While the Champagne house has been selling its Cave Privée 1990 blanc and 1989 rosé since 2010 – when it introduced the late-release concept – it’s now moving onto the 1990 rosé and 1989 blanc, the exact opposite of its former offering.
The vintages were officially revealed yesterday in Sweden to coincide with the launch of the brand’s Cellar in the Sea programme, which saw a selection of Champagnes lowered into the Baltic near the discovery of the shipwrecked Veuve Clicquot from the nineteenth century, which was brought to the surface in 2010, and found to be in surprisingly good condition due to the conditions underwater.
Speaking to the drink business ahead of the Cave Privée launch, Veuve Clicquot cellarmaster Dominique Demarville said the house had decided to reverse the order and bring out a younger rosé, but older blanc, because the Champagnes “were at the perfect level of ageing”.
Although the Champagnes are late-release, they are not recently-disgorged, with the 1990 rosé disgorged in 2011 and the 1989 blanc in 2010, allowing for at least three years ageing on cork, without the reductive influence of the lees.
Demarville admitted that not all of Veuve Clicquot’s stock of older vintages will be re-released as Cave Privée, but just those years with “perfect ageing – with a freshness that will keep them after 20-30 years ageing.”
Veuve-Clicquot’s Dominique Demarville captured by photographer Colin Hampden-White for his Greatest Winemaker series
Continuing he said, “I love Bordeaux that is 20-30 years old, but only when the vintage is exceptional, and it’s exactly the same in Champagne.”

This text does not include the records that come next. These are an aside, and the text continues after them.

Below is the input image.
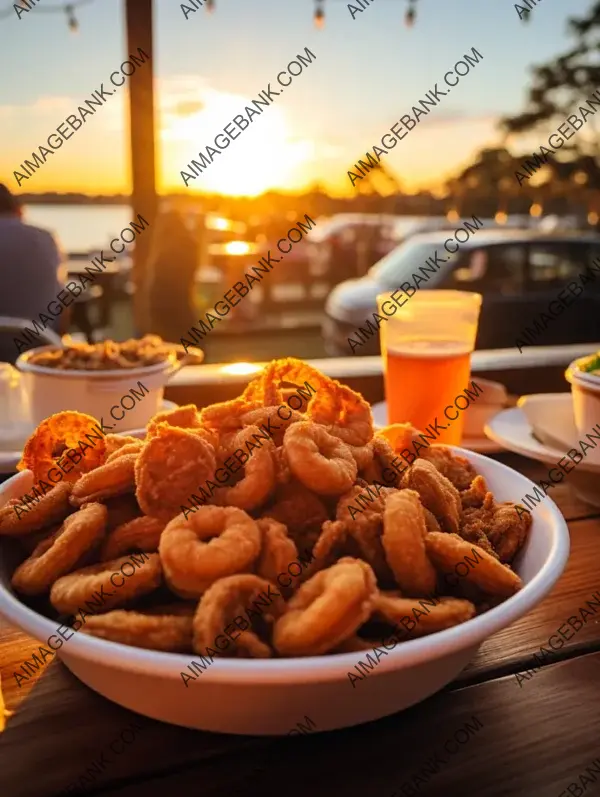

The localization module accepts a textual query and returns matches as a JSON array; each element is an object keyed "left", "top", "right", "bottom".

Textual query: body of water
[{"left": 24, "top": 205, "right": 134, "bottom": 252}]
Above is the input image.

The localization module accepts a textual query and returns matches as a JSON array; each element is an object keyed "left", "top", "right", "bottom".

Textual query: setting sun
[{"left": 162, "top": 91, "right": 307, "bottom": 196}]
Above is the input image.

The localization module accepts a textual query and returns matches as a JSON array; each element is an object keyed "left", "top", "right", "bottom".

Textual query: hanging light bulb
[
  {"left": 404, "top": 0, "right": 417, "bottom": 28},
  {"left": 313, "top": 0, "right": 325, "bottom": 30},
  {"left": 65, "top": 6, "right": 79, "bottom": 33}
]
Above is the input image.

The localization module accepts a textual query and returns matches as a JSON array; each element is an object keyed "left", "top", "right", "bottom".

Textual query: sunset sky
[{"left": 0, "top": 0, "right": 590, "bottom": 195}]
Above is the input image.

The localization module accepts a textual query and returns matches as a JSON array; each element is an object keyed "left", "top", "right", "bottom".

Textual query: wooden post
[{"left": 125, "top": 0, "right": 158, "bottom": 333}]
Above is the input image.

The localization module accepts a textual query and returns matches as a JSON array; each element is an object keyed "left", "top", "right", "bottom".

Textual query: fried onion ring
[
  {"left": 273, "top": 557, "right": 377, "bottom": 656},
  {"left": 193, "top": 573, "right": 285, "bottom": 659},
  {"left": 283, "top": 421, "right": 358, "bottom": 495},
  {"left": 11, "top": 504, "right": 107, "bottom": 595},
  {"left": 50, "top": 552, "right": 162, "bottom": 614},
  {"left": 100, "top": 515, "right": 166, "bottom": 562},
  {"left": 81, "top": 609, "right": 193, "bottom": 653},
  {"left": 158, "top": 506, "right": 261, "bottom": 598},
  {"left": 17, "top": 411, "right": 106, "bottom": 481}
]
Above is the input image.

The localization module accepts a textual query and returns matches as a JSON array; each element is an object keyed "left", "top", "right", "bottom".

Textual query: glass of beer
[{"left": 377, "top": 290, "right": 481, "bottom": 445}]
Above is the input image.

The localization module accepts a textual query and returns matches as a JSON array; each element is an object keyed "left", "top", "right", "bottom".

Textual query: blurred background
[{"left": 0, "top": 0, "right": 600, "bottom": 362}]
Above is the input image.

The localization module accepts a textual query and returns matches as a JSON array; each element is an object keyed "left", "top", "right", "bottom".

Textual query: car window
[
  {"left": 443, "top": 244, "right": 525, "bottom": 296},
  {"left": 529, "top": 243, "right": 587, "bottom": 291}
]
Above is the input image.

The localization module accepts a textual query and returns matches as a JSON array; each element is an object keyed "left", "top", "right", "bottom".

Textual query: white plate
[
  {"left": 371, "top": 401, "right": 502, "bottom": 454},
  {"left": 0, "top": 447, "right": 569, "bottom": 735},
  {"left": 0, "top": 399, "right": 177, "bottom": 473},
  {"left": 485, "top": 393, "right": 600, "bottom": 507}
]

As an example, he told db that there won’t be a 1993 Cave Privée from the house. “Maybe some houses have a 1993 that can age 20-30 years, but not ours… sometimes they age perfectly, and sometimes we put a lot of hope in the vintage and we are a bit disappointed.”
Nevertheless, Demarville stressed that, “Most of the time our hope is transformed into an exceptional wine, and it is the role of the chef de cave to follow year after year the ageing of the vintage.”
Looking ahead to recent harvests, he said he was “very confident” in the “tremendous ageing potential” of the 2002 vintage, but added that Veuve Clicquot’s current vintage release from 2004 is one “which offers me a lot of surprise day after day.”
“I am very impressed by the capacity of this wine to age very well, so we are keeping a lot of bottles of 2004 in our Cave Privée because I’m sure it will come back in 10-15 years time under the name Cave Privée.”
He also said that it was “wonderful” to have the “support” from parent company LVMH to allow him to put aside stock for extended ageing, although the quantities compared to Veuve Clicquot’s Yellow Label Brut NV are small.
The production of vintage wines at the house represents around 4% of the total, and around 5-7% of any single vintage is currently held back for later release as Cave Privée.
However, Demarville said that the role of Cave Privée should not be measured in volume, but “philosophy”.
“It gives an opportunity to Champagne lovers, wine collectors and sommeliers to have wines on their lists and in their cellars that are more than 20 years old and certified by the house, because the ageing has been done in our cellars in perfect conditions, and they have benefitted from 15-20 years on the lees,” he explained.
Furthermore, he pointed out that Cave Privée gives the house “a kind of wine credential” while “it shows that we are looking to the future, as well as the past, because keeping old vintages is a tradition.”
Concluding, he said, “We must do it, we have this savoir faire and we must show it, and it shows that the terroir of Champagne can provide wines with very good ageing potential.”